Los geht es mit einem Impulsvortrag in klarer Sprache, der direkt an der Lebensrealität Jugendlicher anknüpft – bei TikTok, Insta oder WhatsApp, wo sich oft Fakten und Meinungen vermischen. Und wer könnte dabei besser helfen, den eigenen Blick zu schärfen, als Gleichaltrige selbst?
Wissen als Schatzsuche – mit Story, Sound und KI
Die digitale Schnitzeljagd folgt einem dichten Storytelling: Filmszenen, mit dem Smartphone aufgenommen, strukturieren die Stationen und schlagen den dramaturgischen Bogen – von der ersten Konfrontation mit Fakes bis zur abschließenden Reflexion. Der Soundtrack, produziert mit dem KI-Tool Suno, unterlegt die Szenen mit eigens komponierter Musik und schafft Atmosphäre.
Auch bei der inhaltlichen Gestaltung spielte Künstliche Intelligenz eine zentrale Rolle: ChatGPT half bei der Entwicklung von Drehbüchern, generierte Infografiken und illustrierte die Bound-Stationen. So wurde der Workshop selbst zum Beispiel für den kreativen Einsatz neuer Technologien – nicht als Spielerei, sondern als Mittel, komplexe Inhalte zugänglich zu machen.
Bibliothek als Bühne – Vertrauen als Methode
„Stranger Facts“ ist mehr als ein Workshop. Die Bibliothek wird hier zum Lernraum, in dem Jugendliche Inhalte gestalten – mit Verantwortung und Freiraum. Das Vertrauen, das den beiden Schülerinnen entgegengebracht wurde, zeigt Wirkung: Sie waren nicht nur Teilnehmende, sondern gestalteten das Projekt aktiv mit und trugen es weit über die Bibliothek hinaus. In ihrer Schule und im privaten Umfeld haben sie Gespräche angestoßen – über Desinformation, Medienlogiken und politische Bildung. Besonders bemerkenswert: Sie haben ihre Lehrerinnen und Lehrer dafür sensibilisiert, diese Themen stärker im Unterricht aufzugreifen. Was als Praktikum begann, hat so Impulse in den schulischen Alltag getragen – durch Eigeninitiative und Überzeugungskraft.

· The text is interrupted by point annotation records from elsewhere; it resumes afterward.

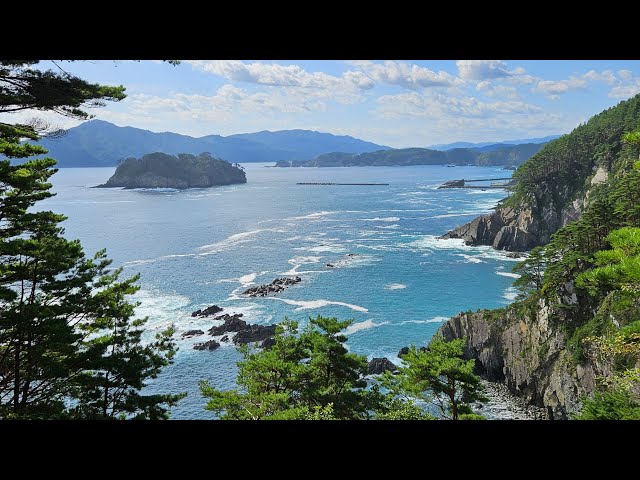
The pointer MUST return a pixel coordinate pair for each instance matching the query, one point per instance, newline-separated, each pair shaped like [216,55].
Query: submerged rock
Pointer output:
[277,285]
[192,333]
[212,310]
[379,365]
[210,345]
[232,323]
[254,333]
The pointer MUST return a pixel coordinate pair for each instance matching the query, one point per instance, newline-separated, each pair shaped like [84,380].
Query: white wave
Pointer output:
[430,320]
[313,215]
[469,258]
[233,240]
[381,219]
[327,248]
[433,242]
[359,326]
[510,294]
[312,304]
[448,215]
[508,274]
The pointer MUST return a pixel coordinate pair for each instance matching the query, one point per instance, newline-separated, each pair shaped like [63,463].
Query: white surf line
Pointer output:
[313,304]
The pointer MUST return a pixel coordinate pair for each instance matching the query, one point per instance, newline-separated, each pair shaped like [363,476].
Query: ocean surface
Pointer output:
[201,247]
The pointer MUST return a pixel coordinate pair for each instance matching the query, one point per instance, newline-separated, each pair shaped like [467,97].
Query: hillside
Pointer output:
[486,146]
[159,170]
[101,144]
[507,155]
[574,332]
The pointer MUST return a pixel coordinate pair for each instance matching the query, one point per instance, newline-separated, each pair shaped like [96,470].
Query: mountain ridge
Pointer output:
[98,143]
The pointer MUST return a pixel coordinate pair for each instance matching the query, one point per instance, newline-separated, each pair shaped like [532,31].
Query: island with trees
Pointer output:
[160,170]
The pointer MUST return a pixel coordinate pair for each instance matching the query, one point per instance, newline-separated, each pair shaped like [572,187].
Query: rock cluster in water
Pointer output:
[244,333]
[277,285]
[212,310]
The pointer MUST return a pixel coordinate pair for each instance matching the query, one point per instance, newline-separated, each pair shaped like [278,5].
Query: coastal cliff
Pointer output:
[528,355]
[576,320]
[159,170]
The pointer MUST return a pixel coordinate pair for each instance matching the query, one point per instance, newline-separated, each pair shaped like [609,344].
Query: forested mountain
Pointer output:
[577,320]
[507,155]
[486,146]
[159,170]
[101,144]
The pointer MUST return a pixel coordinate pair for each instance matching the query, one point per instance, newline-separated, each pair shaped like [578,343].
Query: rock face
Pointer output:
[380,365]
[529,226]
[529,355]
[212,310]
[210,345]
[277,285]
[159,170]
[192,333]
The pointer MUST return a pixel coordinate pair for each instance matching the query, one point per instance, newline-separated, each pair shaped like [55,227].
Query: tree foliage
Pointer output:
[69,345]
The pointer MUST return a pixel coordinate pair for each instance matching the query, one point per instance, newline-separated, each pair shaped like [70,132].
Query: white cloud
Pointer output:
[554,88]
[478,70]
[405,75]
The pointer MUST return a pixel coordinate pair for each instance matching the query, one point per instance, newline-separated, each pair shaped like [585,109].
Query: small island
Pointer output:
[160,170]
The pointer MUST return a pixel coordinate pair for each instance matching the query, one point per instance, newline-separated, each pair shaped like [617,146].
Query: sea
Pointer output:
[194,248]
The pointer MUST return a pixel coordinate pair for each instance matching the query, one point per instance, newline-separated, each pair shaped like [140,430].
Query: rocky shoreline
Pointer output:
[503,405]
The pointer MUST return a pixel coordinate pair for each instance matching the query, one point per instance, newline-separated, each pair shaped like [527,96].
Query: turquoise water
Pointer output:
[200,247]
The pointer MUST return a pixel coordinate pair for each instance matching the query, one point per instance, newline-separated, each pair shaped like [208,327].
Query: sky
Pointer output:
[408,103]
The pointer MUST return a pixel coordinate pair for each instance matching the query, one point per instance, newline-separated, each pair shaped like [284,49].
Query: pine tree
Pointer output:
[58,309]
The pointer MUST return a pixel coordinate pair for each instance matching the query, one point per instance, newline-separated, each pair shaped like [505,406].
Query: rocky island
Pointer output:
[159,170]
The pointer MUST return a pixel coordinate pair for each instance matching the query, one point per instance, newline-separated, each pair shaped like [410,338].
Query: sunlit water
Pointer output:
[204,246]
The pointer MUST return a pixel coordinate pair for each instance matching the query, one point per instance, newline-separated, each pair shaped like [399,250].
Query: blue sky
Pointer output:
[396,103]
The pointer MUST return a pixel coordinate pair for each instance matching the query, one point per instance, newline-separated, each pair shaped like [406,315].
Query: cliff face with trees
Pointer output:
[573,336]
[158,170]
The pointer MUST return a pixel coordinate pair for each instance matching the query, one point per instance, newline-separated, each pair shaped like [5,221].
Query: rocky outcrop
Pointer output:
[192,333]
[232,323]
[254,333]
[526,227]
[159,170]
[377,366]
[212,310]
[210,345]
[277,285]
[528,355]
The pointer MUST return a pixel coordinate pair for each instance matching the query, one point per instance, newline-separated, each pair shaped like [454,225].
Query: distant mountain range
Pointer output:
[489,146]
[102,144]
[505,155]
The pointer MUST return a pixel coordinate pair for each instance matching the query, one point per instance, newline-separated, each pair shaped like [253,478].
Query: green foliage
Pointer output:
[439,375]
[69,345]
[616,404]
[305,375]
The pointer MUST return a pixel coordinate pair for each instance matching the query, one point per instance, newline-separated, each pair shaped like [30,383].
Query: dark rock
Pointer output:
[379,365]
[232,323]
[192,333]
[277,285]
[210,345]
[267,343]
[212,310]
[452,184]
[254,333]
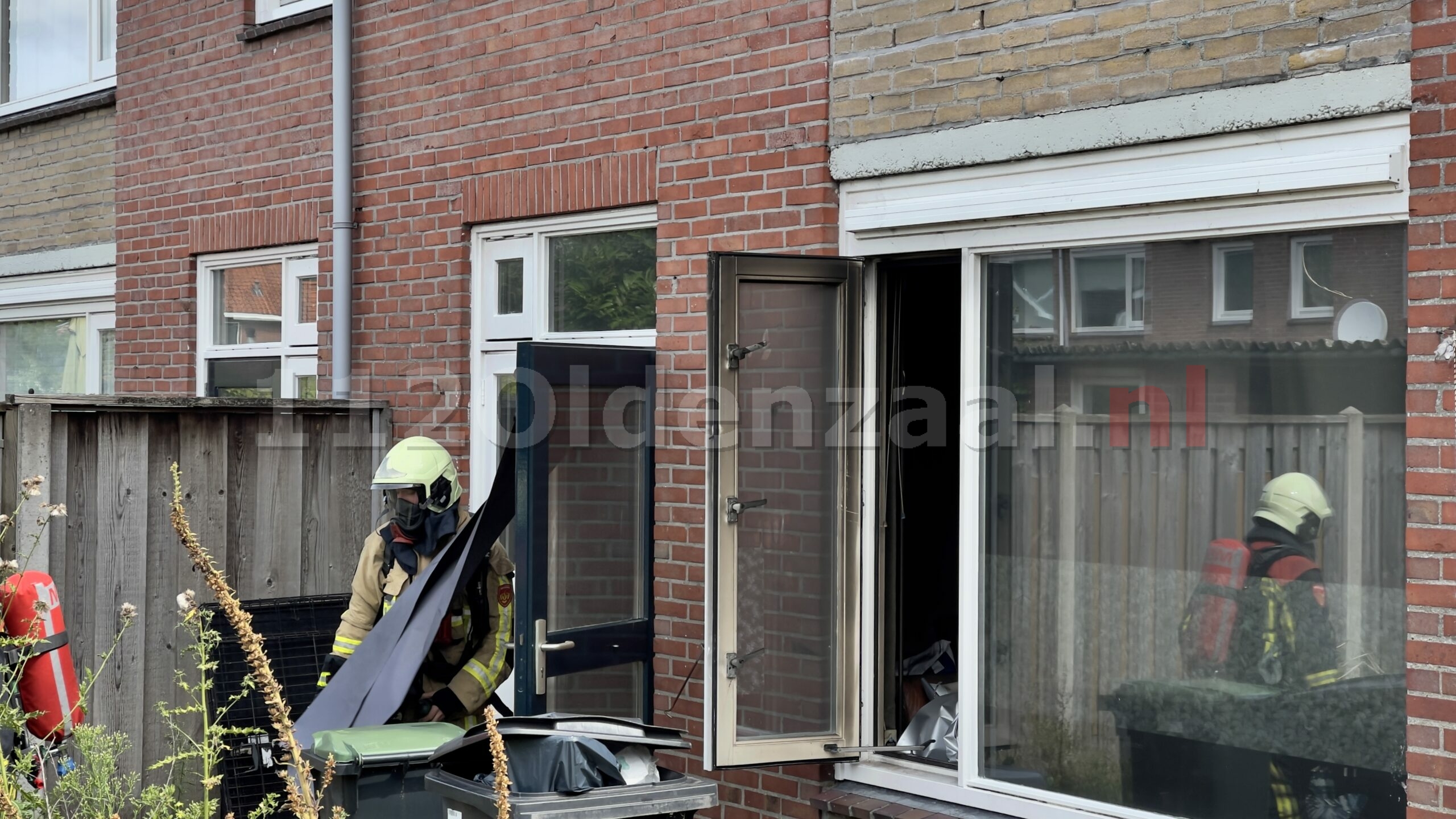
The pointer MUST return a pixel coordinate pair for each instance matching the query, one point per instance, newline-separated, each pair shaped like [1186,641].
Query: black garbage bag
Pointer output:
[557,764]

Sechs Ziele, ein tragfähiger Ansatz
Das Projekt verfolgt sechs klare Ziele, die sich gegenseitig ergänzen und verstärken: Es will kritisches Denken fördern und zugleich die Medienkompetenz der Jugendlichen stärken. Dabei setzt es auf Peer-to-Peer-Lernen, also darauf, dass junge Menschen sich gegenseitig unterstützen und voneinander lernen. Gleichzeitig soll die Bibliothek als Kompetenzzentrum sichtbar werden – ein Ort, an dem neue Methoden ausprobiert und erprobt werden können. Wichtig ist auch die nachhaltige Nutzung: Dafür sorgt eine digitale App, die das Projekt dauerhaft verfügbar macht. Und schließlich zeigt das Projekt, dass die Idee nicht einfach kopiert, sondern weiterentwickelt werden soll – damit andere Bildungseinrichtungen darauf aufbauen und eigene, passende Formate entwickeln können.

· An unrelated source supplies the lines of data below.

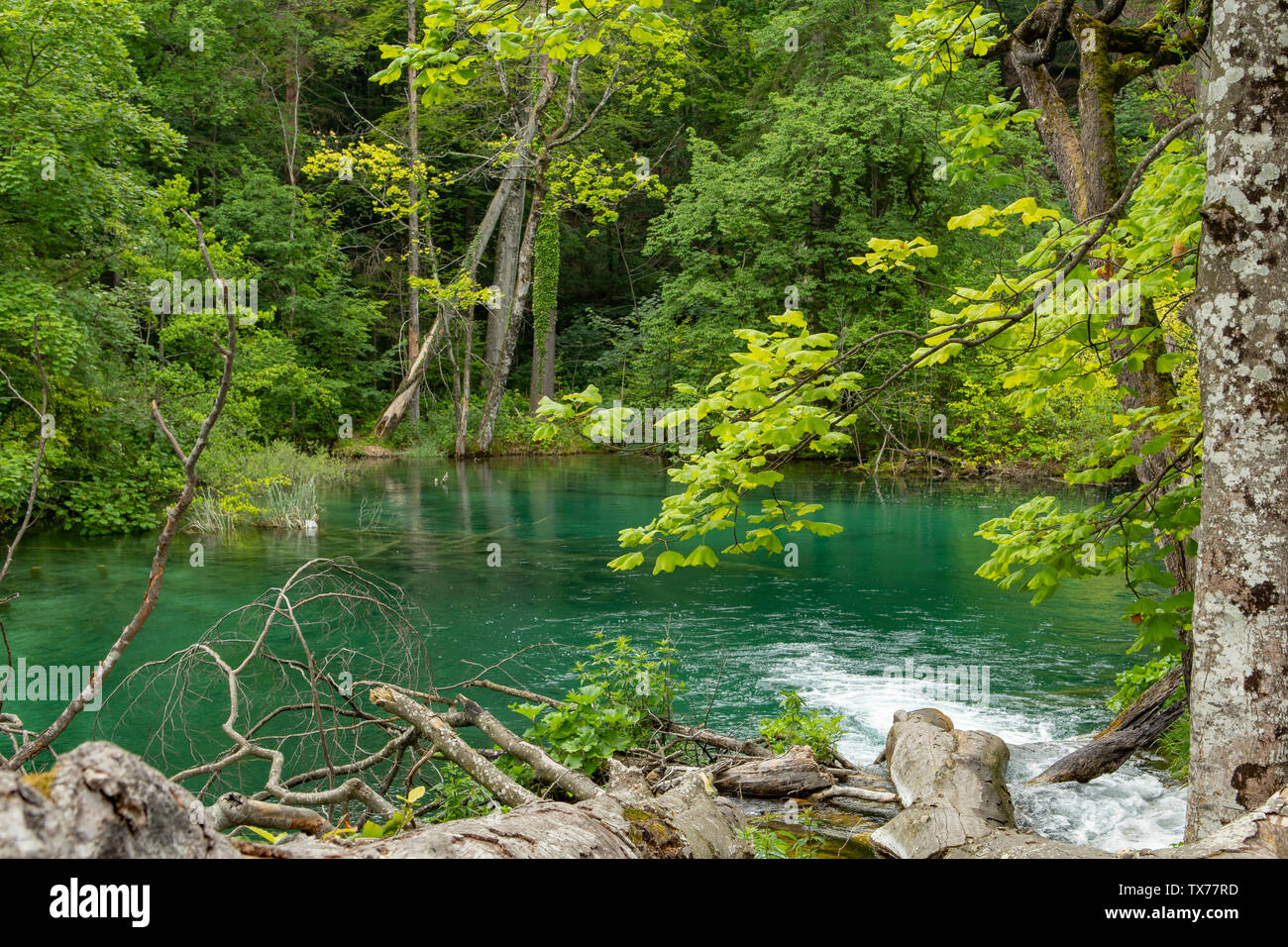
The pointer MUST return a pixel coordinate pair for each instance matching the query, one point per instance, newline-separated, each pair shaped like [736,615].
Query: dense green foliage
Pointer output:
[846,197]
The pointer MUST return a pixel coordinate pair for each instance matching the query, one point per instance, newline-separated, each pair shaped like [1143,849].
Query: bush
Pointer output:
[802,725]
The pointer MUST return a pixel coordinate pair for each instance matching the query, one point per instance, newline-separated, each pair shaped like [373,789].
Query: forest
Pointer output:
[656,428]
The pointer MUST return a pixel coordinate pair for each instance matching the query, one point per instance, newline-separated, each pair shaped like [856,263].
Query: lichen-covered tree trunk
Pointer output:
[1239,699]
[509,241]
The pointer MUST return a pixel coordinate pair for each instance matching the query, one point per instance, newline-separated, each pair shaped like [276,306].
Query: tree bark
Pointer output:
[1137,727]
[509,243]
[952,785]
[101,801]
[1239,699]
[412,215]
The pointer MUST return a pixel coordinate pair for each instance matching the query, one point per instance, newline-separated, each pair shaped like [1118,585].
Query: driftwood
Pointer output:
[101,801]
[1137,727]
[793,774]
[952,785]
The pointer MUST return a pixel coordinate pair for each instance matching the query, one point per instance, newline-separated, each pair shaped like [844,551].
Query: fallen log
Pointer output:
[1136,728]
[793,774]
[101,801]
[952,785]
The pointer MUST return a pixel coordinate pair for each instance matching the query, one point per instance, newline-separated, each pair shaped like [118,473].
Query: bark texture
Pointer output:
[1137,727]
[793,774]
[101,801]
[1239,699]
[952,785]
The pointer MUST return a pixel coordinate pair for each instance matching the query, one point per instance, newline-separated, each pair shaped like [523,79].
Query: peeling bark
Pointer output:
[957,805]
[1239,699]
[101,801]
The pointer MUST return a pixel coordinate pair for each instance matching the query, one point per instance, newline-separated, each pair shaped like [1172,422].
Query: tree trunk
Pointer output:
[412,215]
[509,243]
[522,294]
[1137,727]
[952,785]
[1239,699]
[102,801]
[794,774]
[542,382]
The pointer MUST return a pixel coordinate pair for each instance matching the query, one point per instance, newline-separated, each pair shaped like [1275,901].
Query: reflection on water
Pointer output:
[897,585]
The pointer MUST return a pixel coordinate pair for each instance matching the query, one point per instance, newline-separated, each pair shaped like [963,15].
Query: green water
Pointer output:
[898,583]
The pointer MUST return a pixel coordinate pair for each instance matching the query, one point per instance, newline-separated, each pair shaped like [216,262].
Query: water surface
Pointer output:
[897,585]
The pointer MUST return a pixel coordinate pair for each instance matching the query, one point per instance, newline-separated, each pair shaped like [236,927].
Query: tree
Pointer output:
[1239,701]
[558,47]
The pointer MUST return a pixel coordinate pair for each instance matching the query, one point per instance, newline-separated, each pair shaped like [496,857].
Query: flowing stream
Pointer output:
[893,594]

Ein Projekt zur rechten Zeit
In einer Zeit, in der Desinformation politische Prozesse gefährdet und das Vertrauen in Fakten zunehmend schwindet, ist „Stranger Facts“ ein echter Lichtblick. Dieses Projekt schließt eine Lücke, die Schulen oft hinterlassen: politische Bildung, die nicht nur informiert, sondern auch inspiriert – nicht von oben herab, sondern auf Augenhöhe. Hier treffen Neugier und Offenheit aufeinander, getragen von dem Vertrauen, dass Jugendliche mehr können als man ihnen gemeinhin zutraut.

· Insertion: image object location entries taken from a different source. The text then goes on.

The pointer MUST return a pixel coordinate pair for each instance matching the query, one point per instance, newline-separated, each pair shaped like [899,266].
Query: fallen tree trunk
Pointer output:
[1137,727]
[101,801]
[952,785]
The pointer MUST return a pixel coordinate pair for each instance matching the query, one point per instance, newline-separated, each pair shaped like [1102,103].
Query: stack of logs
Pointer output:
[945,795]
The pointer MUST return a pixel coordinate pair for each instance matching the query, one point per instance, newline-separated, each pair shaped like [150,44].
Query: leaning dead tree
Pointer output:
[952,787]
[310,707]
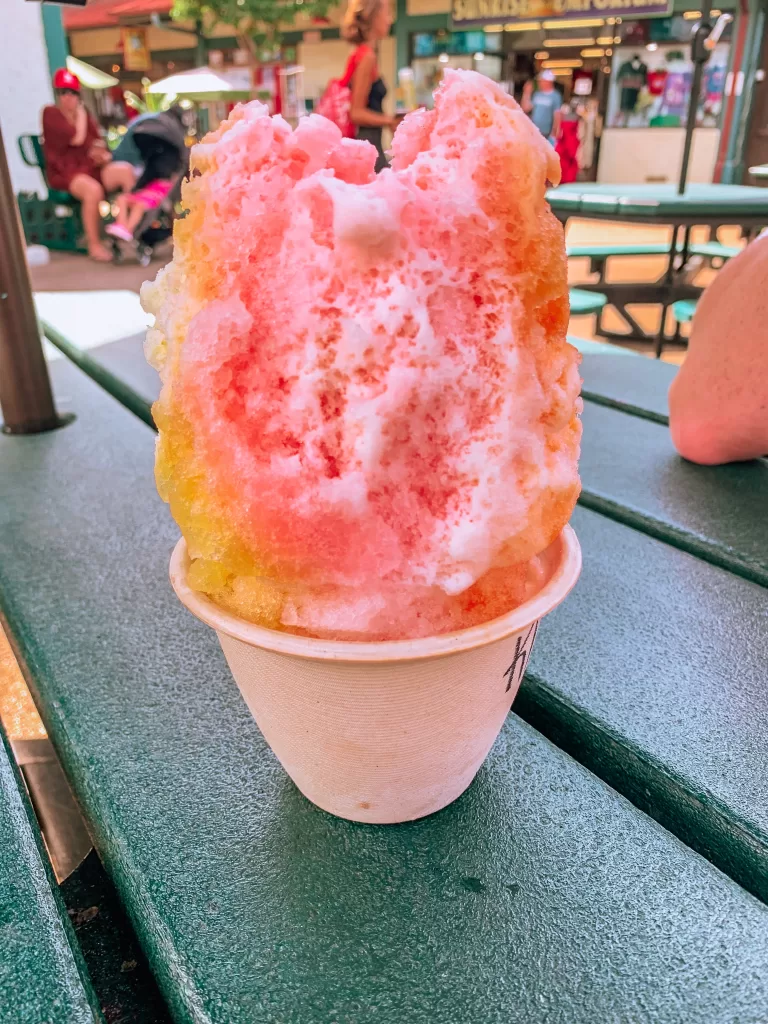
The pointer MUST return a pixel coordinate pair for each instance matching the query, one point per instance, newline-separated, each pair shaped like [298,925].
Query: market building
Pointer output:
[627,60]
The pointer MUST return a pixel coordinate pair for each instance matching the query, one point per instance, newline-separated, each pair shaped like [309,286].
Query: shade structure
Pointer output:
[90,77]
[202,84]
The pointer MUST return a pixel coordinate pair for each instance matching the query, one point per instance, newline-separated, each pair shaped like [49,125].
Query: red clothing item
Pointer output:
[64,161]
[567,151]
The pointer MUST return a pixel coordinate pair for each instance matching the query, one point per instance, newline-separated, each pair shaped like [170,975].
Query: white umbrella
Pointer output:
[203,84]
[90,77]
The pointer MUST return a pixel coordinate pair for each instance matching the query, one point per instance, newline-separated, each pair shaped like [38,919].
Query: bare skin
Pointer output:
[719,399]
[130,211]
[363,77]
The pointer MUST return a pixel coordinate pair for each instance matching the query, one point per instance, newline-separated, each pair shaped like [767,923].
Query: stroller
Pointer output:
[160,141]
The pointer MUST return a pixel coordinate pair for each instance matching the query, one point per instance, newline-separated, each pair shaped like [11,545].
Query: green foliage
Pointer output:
[256,23]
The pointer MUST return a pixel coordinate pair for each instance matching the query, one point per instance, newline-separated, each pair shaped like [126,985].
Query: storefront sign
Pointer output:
[135,51]
[496,11]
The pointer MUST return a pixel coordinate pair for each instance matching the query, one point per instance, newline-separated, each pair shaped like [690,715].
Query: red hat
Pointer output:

„Stranger Facts“ zeigt, wie politische Bildung lebendig werden kann – indem sie Räume schafft, in denen junge Menschen sich selbst erproben, gemeinsam Fragen stellen und Antworten finden. Für alle Beteiligten war das ein Glücksfall – und zugleich ein Modell für diejenigen, die Bildung neu denken wollen: interaktiv, partizipativ und relevant.